Technology Joins Nations Together:By Eva Moy
The third and final plenary session of the Industry Summit focused on the role of technology in bringing both the developed and developing nations of the world together as one global society.
"The New World Divide: Is Technology the Gap or the Bridge?" featured Robert B. Palmer, president and chief executive officer of Digital Equipment Corp.; Boris G. Saltykov, minister for science, higher education, and technology policy of Russia; and Lester C. Thurow, professor of management and economics and former dean of the Sloan School of Management.
This panel was chaired by Fred Moavenzadeh, director for construction research and education and professor of civil engineering; and William Weld, governor of Massachusetts.
The panelists brought a wide range of national, social, and economic backgrounds, as well as experience in academia, government, and industry to the discussion.
"We are living in a global village. If we want to survive, we have to share values," create trust, and network on a micro-level, said Klaus Schwab, founder and president of the World Economic Forum, in a closing statement.
"In an age where information moves at the speed of light, you can't hide from anyone else in the world," Weld said. Cooperation provides a "positive sum gain," with greater wealth and economic parity for all countries, he added. "International is domestic."
Nations must share technology
Although technology is one factor which separates developed nations from developing nations, Thurow believes that it is neither a bridge nor a gap. The great divide is actually between those who have technological information and skills (or desire that knowledge) and those who do not, he said.
Thurow also believes that socialism hinders technological advancement. Third world countries must realize that participation in global trade is beneficial, both economically and technologically, he said.
Saltykov agreed that although Russia is technologically advanced in many areas, it cannot compete well on a global scale. Protected by the state umbrella of communism for over half a century, there was no need for marketing or financial infrastructures. Now, with a lack of administration and a centralized system, Russia "does not have enough resources for a normal level, normal speed, of improvement," Saltykov said.

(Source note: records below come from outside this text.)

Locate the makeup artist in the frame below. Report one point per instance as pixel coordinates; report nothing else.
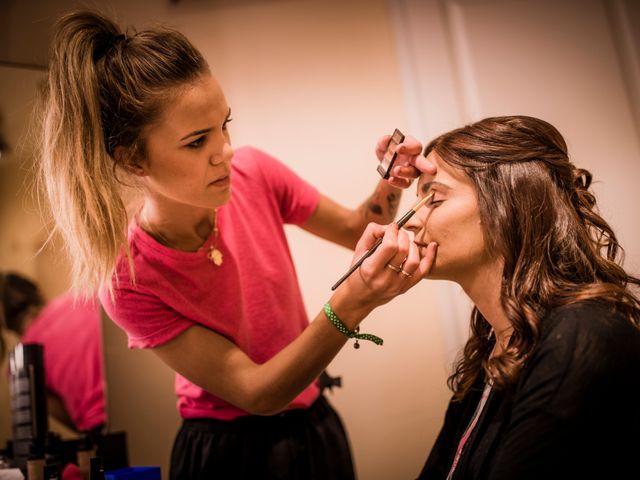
(202, 273)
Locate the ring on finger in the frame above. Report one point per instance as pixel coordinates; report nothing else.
(394, 268)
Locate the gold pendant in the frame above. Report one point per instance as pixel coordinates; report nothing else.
(215, 256)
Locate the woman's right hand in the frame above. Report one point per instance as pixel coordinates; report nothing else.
(391, 270)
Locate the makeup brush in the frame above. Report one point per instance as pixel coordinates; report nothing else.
(405, 218)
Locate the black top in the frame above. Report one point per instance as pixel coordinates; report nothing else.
(574, 412)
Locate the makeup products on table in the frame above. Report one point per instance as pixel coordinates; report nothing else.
(405, 218)
(390, 155)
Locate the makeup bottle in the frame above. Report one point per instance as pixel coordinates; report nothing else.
(51, 472)
(28, 403)
(86, 450)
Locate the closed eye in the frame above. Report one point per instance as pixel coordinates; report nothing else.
(197, 143)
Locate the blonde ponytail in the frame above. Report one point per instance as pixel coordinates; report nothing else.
(102, 89)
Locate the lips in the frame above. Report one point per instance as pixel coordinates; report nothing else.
(222, 181)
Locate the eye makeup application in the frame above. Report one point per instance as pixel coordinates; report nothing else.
(405, 218)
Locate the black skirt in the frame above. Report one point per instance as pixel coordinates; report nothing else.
(305, 444)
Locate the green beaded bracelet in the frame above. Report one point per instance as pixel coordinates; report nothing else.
(341, 327)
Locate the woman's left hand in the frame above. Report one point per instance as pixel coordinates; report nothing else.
(403, 171)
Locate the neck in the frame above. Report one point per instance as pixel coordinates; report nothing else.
(177, 226)
(485, 292)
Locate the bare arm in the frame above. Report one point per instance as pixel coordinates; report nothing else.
(221, 368)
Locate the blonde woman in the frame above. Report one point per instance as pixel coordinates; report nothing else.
(202, 273)
(547, 386)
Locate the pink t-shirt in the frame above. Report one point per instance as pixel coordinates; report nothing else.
(253, 298)
(69, 330)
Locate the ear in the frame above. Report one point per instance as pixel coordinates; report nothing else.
(130, 161)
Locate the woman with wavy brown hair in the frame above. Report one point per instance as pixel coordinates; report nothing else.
(548, 385)
(201, 273)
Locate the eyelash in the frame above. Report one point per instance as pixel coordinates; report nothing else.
(197, 143)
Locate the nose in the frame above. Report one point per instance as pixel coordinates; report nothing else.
(222, 156)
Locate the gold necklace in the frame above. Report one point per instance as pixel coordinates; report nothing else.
(214, 254)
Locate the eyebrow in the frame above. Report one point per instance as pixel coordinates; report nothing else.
(204, 130)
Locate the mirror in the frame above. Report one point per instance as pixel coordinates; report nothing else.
(139, 392)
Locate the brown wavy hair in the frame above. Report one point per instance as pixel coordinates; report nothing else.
(103, 88)
(538, 214)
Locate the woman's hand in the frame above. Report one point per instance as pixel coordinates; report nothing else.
(405, 168)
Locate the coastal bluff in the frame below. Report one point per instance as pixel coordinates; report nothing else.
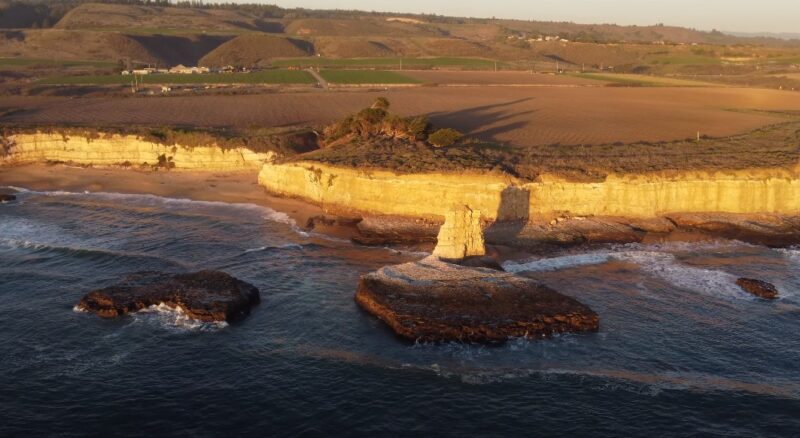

Communist China, however, has been able to advance rapidly in recent years because of better management and better incentives to workers, such as property rights, Thurow said. This is partially because a large proportion of managers come from Taiwan, Hong Kong, and Singapore, as well as overseas, he continued.
Another factor is that in Asian cultures, "Their average illiterate peasant is willing to make great sacrifices to make sure they have literate children," Thurow said.
On the other hand, American capitalism has been shortsighted, Thurow said. But, society as a whole benefits when all of its members contribute to long-term investment. There is a long-term benefit, for example, when someone pays for a child's education for 16 years without immediate return.
Regardless of political characterization, however, Thurow urged nations to adopt an "export-led, open market economy."
"Electrons do not recognize national bounds," Palmer said.
Academia, government, industry
A common theme voiced by the panelists was that a coalition between academia, government, and industry must be established in order to successfully develop and share technology on a global scale.
Palmer described the "rapid and unrelenting rate of technological progress" in information technology, as experienced by Digital. In the last 20 years, the computer power to price ratio has doubled every 18 months, telecommunication has been driven by advances in silicon and fiber optic technology, and microprocessors and storage units have increased in capacity.
With two million computers and 10 million users connected by the Internet over 70 countries representing every continent, communication is now faster than ever, Palmer said.
The implications of these new technologies are complex and far-reaching for those who choose to participate, but the risks are also high, Palmer added.
The panelists outlined a number of roles government should take. To minimize these risks, the government should play a role in establishing standards, providing security, and protecting intellectual property rights, Saltykov said.
Weld said The government should ensure that the laws and tax codes promote future, long-range activities. Thurow suggested creating a world science foundation to promote international cooperation in research.
The private sector may be more willing to take risks if the government defines the rules, Saltykov said.
In terms of academic institutions, Thurow asked, "Are we willing to use our institutions to look forward?" MIT is pumping out technology very quickly, partially through foreign graduate students, but it is also siphoning back technology as quickly as possible, he said.
On a more basic level, Thurow warned that in the future people will need to be mathematically competent, as well as literate, in order to survive. "Even when you have a good 12 years of education, it isn't good enough," he said.
Given that almost one-third of all Americans earned college degrees and one-third do not graduate from high school, it will be up to the politicians to bring these groups together, Thurow said.